The Movie Waffler Five movies to watch alongside <i>Whiplash</i> | The Movie Waffler

Five movies to watch alongside Whiplash

Whether you enjoyed Whiplash or felt it failed to live up to its premise, here are five more thematically similar movies to check out.

Words by Eric Hillis



Young & Innocent (1937)
The best, but most under-rated, of Hitchcock's British movies features a villain who happens to be a jazz drummer. This is revealed in one of Hitch's most memorable shots as the camera slowly tracks into a close-up of the blacked up killer as he keeps the beat during a performance of a song cheekily titled 'The Drummer Man'.



Ship Ahoy (1942)
Eleanor Powell is a dancer with the Tommy Dorsey Orchestra in this musical comedy. The drummer for the orchestra is no less than Buddy Rich, the idol of Miles Teller's character in Whiplash, and he gets to display his talents in a breakneck solo here. Watch out for a young singer by the name of Frank Sinatra; he's not half bad either.

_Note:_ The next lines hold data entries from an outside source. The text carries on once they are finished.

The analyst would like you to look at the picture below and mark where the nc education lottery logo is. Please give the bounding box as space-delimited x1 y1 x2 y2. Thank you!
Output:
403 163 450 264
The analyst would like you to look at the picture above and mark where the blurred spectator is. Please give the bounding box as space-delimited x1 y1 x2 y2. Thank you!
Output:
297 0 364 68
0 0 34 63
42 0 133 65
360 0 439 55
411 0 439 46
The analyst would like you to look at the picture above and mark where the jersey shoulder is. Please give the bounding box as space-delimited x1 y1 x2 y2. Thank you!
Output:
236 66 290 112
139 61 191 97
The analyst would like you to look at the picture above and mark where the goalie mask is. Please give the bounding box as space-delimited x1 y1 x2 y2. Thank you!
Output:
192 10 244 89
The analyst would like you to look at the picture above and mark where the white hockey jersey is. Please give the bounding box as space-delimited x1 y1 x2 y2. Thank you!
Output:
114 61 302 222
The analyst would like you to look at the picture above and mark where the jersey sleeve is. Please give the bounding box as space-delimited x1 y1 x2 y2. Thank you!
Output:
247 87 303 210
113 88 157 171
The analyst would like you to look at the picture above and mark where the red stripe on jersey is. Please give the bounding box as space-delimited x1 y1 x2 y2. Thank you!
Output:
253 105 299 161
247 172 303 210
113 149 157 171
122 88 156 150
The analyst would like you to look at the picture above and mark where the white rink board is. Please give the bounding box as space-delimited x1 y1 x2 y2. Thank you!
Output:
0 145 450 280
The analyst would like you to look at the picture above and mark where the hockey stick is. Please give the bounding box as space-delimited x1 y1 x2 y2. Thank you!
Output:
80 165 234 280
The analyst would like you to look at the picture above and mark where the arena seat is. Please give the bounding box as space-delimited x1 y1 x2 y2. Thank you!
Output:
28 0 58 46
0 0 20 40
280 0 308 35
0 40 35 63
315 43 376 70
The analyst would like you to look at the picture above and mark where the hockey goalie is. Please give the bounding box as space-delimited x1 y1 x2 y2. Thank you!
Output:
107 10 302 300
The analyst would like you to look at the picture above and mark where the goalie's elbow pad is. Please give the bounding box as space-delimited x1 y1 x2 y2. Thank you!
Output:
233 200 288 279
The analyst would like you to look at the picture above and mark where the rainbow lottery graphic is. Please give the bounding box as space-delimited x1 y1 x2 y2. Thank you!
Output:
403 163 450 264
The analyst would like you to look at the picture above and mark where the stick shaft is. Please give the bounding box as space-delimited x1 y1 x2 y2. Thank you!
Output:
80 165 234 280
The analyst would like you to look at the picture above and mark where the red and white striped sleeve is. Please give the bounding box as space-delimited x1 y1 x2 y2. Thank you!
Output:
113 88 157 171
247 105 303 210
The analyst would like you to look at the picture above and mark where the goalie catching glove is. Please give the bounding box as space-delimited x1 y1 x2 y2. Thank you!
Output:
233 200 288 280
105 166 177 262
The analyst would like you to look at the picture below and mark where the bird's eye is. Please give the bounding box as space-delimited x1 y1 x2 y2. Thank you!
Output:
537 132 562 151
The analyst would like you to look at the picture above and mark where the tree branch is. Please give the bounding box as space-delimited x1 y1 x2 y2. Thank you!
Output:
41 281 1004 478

The Gene Krupa Story (1959)
Sal Mineo portrays Jazz's most iconic drummer in this melodramatic biopic. The movie focusses on Krupa's early dilemma of whether to choose music or the priesthood and his later career self destruction, but it's got some great musical sequences. Krupa himself plays on the movie's soundtrack, overdubbing Mineo's 'miming'.



Round Midnight (1986)
Based loosely on the friendship between French writer Francis Paudras and American pianist Bud Powell, Bertrand Tavernier's film is one of the finest movies ever made about music, but sadly under viewed. The scene in which Francois Cluzet's jazz lover crouches in the Parisian rain to hear the music emanating from a basement jazz club nails the effect great music can have on us.



Kansas City (1996)
Robert Altman's depression era thriller is a love letter to his home town and the jazz clubs that made it famous. Altman assembled a super-group of the finest jazz musicians of the day to portray their '30s equivalents and the result is one of cinema's most rousing soundtracks.